Barrett listened in silence to the story of Madeleine Standish's coming to Hollywood, and her transformation into Mary Smith of Montparnasse.
"Yes, I see just why you came such a long way to Hollywood, and had to hide your identity when you got here," Barrett said thoughtfully when she paused. "You were a brave girl to go in for such an adventure ! No money except what you'd scraped together for the journey! Yet you didn't hesitate!"
"I had very little to lose and a great deal to gain," Madeleine answered. "At worst it was a good gamble. I repeated to myself — I had to do it again and again at first — 'There's nothing to fear but fear.' Well, I got just where I wanted to be, thanks to Mr. Allen. And if I haven't gone ahead as fast as I hoped, I know — I absolutely knozv — I'm on the right track. These people are even cleverer than I thought they were, which is saying a good deal ; but I'll prove cleverer than they in the end, with you to help me, and Malcolm to work for. I'm a thousand times keener than I was for myself alone, now his affairs and mine are tangled together in this strange way."
"You see the connection," said John Barrett, "or think you do. But there is, on the face of it, I must point out, no proof whatever against Lopez and company. Lepez had nothing to gain by Lady Gates' death. On the contrary, he could gain only by her continuing to live till they'd gone through a marriage ceremony, or at least till she'd made a new will. Allen is the one person who had a compelling motive for removing Lady Gates before she could marry, or disinherit him. Every detail of the murder appears — on the surface, mind you — to have been planned by Allen. There is the anonymous letter "

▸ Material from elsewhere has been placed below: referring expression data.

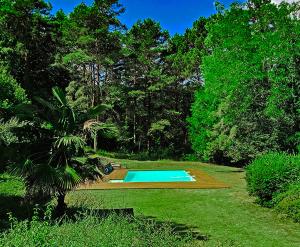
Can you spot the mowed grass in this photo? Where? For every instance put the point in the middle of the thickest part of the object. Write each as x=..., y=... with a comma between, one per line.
x=223, y=217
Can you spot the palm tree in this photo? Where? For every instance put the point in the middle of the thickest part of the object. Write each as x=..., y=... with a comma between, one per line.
x=54, y=170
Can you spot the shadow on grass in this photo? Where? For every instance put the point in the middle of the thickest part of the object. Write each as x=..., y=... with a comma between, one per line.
x=22, y=211
x=232, y=171
x=180, y=229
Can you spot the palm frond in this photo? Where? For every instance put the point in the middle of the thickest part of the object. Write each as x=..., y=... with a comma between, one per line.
x=97, y=110
x=59, y=94
x=70, y=141
x=46, y=104
x=68, y=179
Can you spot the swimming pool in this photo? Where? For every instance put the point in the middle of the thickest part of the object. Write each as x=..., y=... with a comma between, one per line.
x=157, y=176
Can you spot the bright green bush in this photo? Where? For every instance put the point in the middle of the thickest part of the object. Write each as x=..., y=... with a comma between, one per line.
x=271, y=174
x=91, y=231
x=288, y=203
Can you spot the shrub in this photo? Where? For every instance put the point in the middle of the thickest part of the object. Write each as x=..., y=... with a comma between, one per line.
x=288, y=203
x=90, y=230
x=271, y=174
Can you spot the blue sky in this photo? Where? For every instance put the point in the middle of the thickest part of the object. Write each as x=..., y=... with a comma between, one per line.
x=173, y=15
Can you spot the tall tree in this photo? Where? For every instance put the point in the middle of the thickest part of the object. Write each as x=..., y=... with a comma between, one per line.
x=250, y=101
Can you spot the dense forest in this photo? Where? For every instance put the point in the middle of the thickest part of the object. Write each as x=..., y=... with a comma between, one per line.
x=225, y=91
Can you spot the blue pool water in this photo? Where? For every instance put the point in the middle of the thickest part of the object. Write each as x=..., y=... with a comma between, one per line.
x=159, y=176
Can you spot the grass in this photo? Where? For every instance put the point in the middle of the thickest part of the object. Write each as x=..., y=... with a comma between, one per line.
x=222, y=217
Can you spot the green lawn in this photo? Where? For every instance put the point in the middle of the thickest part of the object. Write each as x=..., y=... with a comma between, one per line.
x=227, y=216
x=224, y=217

"We know Malcolm didn't write it !"
"You think you know. I know I think so ! But Allen had the motive. And he had the stationery. As for the handwriting, it was disguised, and several experts may all pronounce differently upon it when the case comes to trial."
"I don't want it to come to trial !" exclaimed Madeleine. "I want to get a confession from the killer before the time arrives for that !"
"You'll have to be a quick worker," said Barrett, with rather a grim smile on his keen, lantern-jawed face, so eminently the face of a born lawyer.
"I mean to be," Madeleine answered, with perhaps a little more confidence than was in her heart. "I shall try to find a bit of that writing paper in a place where somebody, not Malcolm Allen, had it to experiment with !"
"If you mean in Lady Gates' suite at her hotel," Barrett warned, "you must realize that her rooms have been thoroughly gone over."
"I don't mean there. Why should I ?" the girl asked.
"Well," Barrett argued, "the murderer might have pilfered a little from her, if she'd got hold of some while her nephew was living in the bungalow."
"That's just what I think happened," agreed Madeleine, quickly. "But I wouldn't look for it in her rooms."
"Don't you mean to tell me where you would look for it ?" the lawyer wanted to know.
"Wherever she is — or has been," Madeleine replied.
Barrett had listened carefully to the girl's story, and understood without explanation who was indicated.